In a letter to the leaders of 18 countries, he demanded urgent talks with Europe on pulling Ukraine’s economy out of crisis but made clear his patience was running out over Kiev’s $2.2 billion gas debt to its former Soviet master.
His comments were Russia’s most explicit threat to cut off gas to Ukraine, a move that could worsen a dispute over Moscow’s annexation of Crimea that has resulted in the worst East-West crisis since the end of the Cold war in 1991.
“...Gazprom is compelled to switch over to advance payment for gas deliveries and, in the event of further violation of the conditions of payment, will completely or partially cease gas deliveries,” Putin said in the letter, sent to European leaders including German Chancellor Angela Merkel, whose country is the largest consumer of Russian gas in the 28-nation EU.
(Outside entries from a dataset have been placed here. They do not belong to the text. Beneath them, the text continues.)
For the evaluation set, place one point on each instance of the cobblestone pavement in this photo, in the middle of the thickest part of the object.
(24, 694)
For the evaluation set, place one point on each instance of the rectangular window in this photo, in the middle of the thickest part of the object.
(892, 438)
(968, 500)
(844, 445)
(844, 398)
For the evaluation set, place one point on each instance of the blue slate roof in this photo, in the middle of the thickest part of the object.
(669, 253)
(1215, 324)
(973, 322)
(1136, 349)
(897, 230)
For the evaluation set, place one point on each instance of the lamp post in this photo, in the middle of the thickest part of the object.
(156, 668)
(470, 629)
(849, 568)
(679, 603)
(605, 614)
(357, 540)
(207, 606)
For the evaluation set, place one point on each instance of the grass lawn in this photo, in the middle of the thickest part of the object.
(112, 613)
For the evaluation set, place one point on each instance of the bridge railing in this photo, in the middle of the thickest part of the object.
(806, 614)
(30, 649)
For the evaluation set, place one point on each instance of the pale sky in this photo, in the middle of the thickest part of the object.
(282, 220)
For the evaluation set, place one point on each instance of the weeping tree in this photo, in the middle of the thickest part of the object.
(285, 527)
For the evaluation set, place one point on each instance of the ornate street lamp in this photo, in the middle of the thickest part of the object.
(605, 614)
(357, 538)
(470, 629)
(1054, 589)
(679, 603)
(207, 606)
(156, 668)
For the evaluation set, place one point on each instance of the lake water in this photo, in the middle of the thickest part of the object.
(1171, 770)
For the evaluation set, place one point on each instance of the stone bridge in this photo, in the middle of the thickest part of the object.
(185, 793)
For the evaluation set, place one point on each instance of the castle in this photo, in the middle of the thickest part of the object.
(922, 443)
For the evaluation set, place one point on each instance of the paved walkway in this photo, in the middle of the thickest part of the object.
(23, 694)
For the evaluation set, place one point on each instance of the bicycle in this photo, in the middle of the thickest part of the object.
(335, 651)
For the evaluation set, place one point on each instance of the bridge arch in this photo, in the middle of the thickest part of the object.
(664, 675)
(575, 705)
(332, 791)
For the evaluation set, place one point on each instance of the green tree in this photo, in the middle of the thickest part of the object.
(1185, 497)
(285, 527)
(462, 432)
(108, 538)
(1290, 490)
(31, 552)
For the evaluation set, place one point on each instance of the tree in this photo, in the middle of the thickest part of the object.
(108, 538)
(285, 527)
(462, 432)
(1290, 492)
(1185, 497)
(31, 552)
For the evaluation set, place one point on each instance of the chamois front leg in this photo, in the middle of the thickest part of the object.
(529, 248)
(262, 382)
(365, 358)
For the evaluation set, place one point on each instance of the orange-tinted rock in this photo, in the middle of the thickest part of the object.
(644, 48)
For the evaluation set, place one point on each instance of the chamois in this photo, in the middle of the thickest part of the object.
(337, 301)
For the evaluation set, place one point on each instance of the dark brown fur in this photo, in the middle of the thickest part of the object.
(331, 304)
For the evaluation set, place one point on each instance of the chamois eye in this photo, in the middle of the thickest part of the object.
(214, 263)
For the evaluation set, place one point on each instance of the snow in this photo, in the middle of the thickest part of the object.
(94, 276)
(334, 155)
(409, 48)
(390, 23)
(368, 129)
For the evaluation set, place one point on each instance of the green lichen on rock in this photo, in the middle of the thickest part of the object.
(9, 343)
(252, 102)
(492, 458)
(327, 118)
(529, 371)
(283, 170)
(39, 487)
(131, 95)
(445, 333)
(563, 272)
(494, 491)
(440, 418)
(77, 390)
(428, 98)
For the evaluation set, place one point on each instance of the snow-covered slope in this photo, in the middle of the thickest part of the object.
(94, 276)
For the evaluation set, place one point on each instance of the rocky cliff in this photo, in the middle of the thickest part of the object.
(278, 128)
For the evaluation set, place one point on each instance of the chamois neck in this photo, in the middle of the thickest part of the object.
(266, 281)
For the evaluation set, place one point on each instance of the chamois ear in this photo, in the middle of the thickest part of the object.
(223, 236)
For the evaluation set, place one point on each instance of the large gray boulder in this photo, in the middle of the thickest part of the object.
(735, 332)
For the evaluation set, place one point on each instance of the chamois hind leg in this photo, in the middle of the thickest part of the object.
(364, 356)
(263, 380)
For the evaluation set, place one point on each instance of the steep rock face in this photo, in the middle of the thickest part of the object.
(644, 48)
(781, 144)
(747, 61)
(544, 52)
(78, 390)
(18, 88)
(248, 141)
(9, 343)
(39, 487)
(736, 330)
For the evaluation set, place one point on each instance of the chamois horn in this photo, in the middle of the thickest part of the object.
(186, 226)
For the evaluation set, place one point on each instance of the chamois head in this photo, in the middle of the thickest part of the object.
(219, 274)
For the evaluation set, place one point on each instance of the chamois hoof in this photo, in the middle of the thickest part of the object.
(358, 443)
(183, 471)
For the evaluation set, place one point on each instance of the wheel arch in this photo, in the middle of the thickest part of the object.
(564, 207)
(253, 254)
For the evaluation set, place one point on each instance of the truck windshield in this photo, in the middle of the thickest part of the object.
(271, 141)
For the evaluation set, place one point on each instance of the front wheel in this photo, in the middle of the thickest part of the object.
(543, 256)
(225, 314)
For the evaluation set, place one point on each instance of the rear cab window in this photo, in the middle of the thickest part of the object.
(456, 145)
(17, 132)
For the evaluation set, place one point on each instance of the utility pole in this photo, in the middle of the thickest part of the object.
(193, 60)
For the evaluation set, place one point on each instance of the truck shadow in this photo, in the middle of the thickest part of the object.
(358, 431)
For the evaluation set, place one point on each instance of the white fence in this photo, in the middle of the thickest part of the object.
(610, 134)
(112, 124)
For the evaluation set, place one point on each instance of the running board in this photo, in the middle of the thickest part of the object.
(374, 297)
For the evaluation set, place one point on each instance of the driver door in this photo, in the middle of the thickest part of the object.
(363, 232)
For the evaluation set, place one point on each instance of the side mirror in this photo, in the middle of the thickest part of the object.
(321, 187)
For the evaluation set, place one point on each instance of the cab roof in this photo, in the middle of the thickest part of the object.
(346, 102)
“Undoubtedly, this is an extreme measure. We fully realize that this increases the risk of (Ukraine) siphoning off natural gas passing through Ukraine’s territory and heading to European consumers,” Putin wrote in the letter, seen by Reuters.
PREVIOUS SUPPLY CUTS
Russia meets 30 percent of Europe’s natural gas demand and half of its gas transit to the EU goes through Ukraine.
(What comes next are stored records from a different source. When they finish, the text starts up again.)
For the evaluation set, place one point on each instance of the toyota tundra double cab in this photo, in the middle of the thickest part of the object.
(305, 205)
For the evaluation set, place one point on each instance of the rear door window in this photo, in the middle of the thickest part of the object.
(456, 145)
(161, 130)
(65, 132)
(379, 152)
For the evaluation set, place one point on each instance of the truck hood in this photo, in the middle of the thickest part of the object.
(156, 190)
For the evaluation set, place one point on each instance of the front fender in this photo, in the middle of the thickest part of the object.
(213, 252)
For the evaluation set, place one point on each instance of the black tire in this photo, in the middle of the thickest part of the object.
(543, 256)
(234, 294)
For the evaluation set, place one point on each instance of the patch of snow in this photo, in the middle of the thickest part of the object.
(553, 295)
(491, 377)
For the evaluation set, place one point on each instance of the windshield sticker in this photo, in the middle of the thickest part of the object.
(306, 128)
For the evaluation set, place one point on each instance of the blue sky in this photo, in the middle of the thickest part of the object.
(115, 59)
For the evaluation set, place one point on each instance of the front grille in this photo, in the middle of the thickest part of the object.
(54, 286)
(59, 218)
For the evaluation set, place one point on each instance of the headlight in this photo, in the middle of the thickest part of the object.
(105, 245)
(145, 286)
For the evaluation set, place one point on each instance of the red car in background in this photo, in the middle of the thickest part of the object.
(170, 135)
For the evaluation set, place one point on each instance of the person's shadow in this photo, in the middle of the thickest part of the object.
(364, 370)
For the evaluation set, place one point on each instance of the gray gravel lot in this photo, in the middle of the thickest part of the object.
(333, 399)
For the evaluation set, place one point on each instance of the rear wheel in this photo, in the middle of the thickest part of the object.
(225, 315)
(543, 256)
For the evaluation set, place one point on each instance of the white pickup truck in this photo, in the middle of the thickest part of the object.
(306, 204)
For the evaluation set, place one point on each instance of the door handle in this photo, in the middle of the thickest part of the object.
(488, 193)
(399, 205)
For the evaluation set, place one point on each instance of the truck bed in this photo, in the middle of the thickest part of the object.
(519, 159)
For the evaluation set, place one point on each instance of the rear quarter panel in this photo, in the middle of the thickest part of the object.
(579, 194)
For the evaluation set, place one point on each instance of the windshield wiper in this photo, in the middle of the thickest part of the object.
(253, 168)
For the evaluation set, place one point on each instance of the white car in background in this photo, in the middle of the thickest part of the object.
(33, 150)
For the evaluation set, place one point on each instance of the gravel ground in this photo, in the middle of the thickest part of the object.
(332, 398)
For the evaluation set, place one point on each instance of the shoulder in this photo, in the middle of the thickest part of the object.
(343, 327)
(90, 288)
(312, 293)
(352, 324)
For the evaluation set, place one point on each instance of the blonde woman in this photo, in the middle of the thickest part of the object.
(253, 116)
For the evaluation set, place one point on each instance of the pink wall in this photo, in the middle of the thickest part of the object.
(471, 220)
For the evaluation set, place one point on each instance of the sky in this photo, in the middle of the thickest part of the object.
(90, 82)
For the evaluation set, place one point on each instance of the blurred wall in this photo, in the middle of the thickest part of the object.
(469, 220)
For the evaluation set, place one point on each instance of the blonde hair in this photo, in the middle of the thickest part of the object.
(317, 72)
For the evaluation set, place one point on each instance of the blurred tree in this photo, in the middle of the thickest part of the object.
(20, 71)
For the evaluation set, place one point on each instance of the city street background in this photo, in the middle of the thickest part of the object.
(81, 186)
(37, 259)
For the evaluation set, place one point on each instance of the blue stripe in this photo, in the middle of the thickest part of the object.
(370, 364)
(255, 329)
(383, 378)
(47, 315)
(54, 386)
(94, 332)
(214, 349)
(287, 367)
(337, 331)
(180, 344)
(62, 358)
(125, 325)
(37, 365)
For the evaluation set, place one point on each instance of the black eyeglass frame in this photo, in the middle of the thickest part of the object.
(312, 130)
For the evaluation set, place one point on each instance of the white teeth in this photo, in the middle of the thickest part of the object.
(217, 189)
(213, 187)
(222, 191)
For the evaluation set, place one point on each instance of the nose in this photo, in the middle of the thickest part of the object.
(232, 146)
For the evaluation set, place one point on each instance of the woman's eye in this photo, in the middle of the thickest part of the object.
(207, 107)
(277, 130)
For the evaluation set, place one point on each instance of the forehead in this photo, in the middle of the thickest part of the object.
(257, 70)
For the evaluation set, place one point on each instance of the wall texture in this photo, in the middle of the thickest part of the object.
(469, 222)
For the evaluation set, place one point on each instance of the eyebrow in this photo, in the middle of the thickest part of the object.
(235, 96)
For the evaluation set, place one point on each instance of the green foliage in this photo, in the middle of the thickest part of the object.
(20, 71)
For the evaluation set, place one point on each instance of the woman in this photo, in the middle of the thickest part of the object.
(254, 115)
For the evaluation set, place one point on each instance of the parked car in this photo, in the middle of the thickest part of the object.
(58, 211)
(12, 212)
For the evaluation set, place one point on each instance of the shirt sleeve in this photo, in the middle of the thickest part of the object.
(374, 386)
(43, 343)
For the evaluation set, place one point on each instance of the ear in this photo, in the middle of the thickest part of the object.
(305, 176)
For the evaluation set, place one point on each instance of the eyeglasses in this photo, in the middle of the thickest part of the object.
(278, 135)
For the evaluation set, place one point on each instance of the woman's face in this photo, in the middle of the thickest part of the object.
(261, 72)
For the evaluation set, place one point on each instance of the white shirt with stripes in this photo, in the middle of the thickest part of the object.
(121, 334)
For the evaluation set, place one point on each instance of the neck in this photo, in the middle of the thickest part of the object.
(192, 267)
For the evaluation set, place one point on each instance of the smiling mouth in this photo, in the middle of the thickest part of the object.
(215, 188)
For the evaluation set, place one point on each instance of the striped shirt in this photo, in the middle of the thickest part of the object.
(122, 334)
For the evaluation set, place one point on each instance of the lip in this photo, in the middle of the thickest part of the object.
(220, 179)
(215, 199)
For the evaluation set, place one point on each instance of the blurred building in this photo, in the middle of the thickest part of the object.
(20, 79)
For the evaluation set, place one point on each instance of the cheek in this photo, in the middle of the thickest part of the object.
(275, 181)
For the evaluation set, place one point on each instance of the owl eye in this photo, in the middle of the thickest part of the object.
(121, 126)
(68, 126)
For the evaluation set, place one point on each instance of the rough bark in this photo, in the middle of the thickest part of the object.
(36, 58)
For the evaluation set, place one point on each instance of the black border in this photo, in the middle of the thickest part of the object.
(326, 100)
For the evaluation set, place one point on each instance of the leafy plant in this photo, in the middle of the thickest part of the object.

State-controlled gas producer Gazprom stopped pumping gas to Ukraine during price disputes in the winters of 2005-2006 and 2008-2009, leading to reduced supplies in European countries that receive Russian gas via pipelines that cross Ukraine.
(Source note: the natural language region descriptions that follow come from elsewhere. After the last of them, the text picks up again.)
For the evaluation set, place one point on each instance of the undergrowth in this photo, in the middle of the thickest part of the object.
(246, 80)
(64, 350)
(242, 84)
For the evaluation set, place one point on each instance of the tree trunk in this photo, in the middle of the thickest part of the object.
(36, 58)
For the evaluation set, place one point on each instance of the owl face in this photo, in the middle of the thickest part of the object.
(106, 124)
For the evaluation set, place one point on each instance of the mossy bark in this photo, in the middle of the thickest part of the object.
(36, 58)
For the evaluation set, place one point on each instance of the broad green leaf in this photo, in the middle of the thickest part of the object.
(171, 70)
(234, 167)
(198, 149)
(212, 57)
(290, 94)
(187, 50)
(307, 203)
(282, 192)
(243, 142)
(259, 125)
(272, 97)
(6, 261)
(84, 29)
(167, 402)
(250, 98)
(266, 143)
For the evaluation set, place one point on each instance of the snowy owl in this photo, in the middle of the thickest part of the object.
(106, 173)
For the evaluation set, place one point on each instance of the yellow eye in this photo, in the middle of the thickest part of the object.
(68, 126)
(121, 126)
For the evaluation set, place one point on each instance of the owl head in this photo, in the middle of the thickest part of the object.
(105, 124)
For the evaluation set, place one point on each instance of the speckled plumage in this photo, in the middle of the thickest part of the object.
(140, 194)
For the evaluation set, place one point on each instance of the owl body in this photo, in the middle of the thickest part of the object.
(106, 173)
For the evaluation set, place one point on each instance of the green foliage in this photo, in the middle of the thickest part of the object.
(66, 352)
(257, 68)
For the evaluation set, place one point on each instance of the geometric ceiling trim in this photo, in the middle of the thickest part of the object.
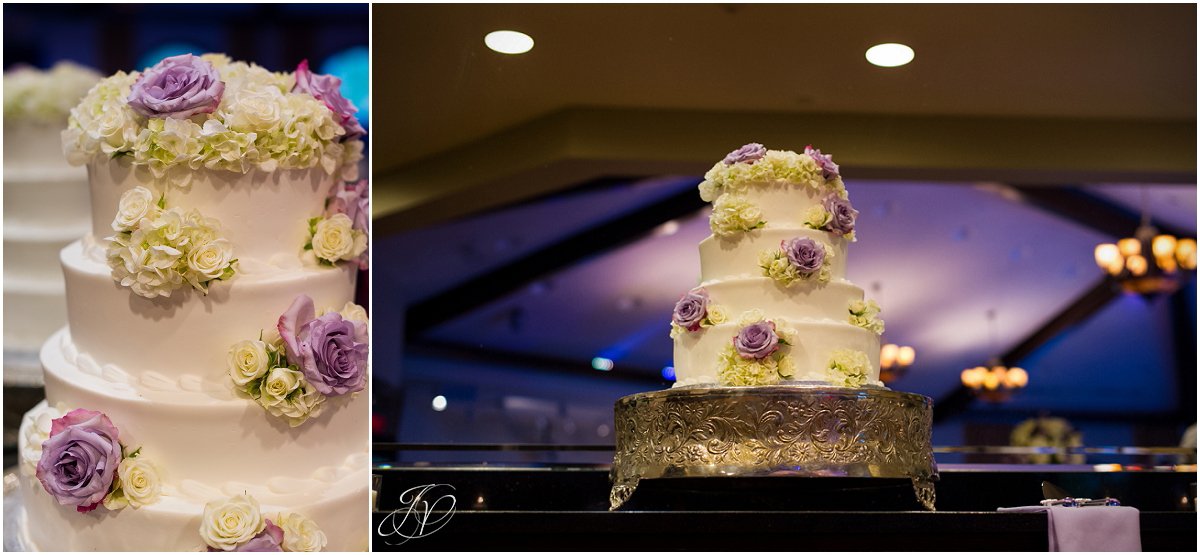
(577, 144)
White House spokesman Jay Carney said he had not seen Putin’s comments but: “We’ve made clear in the past that it is wholly inappropriate to use energy exports to achieve diplomatic or geopolitical objectives.
“We’re in constant conversation with our European partners on matters like this,” Carney told reporters on Air Force One, President Barack Obama’s plane. “But again that’s just a broad statement. I haven’t seen that latest report.”
Kiev failed to meet a deadline on Monday to pay for its March gas supplies. On Wednesday Putin discussed with his government how to respond but opted to hold talks with Europe before pressing ahead with any new punitive action.
“The situation is urgent,” Putin’s spokesman, Dmitry Peskov, told reporters.
In the letter, Putin called for talks involving economy, finance and energy ministers on “concerted actions to stabilise Ukraine’s economy” and ensure Russian gas deliveries.
“We must lose no time in beginning to coordinate concrete steps. It is towards this end that we appeal to our European partners,” Putin wrote. He said Ukraine’s economic crisis was partly caused by unbalanced trade with the EU.
“It goes without saying that Russia is prepared to participate in the effort to stabilize and restore Ukraine’s economy. However, not in a unilateral way, but on equal conditions with our European partners,” Putin wrote.
Russia has nearly doubled the price it charges Ukraine for gas since the ouster in February of President Viktor Yanukovich, who had pleased Putin by spurning landmark trade and political deals with the EU in favour of closer Russia ties.
Ukraine says the price increase is politically motivated.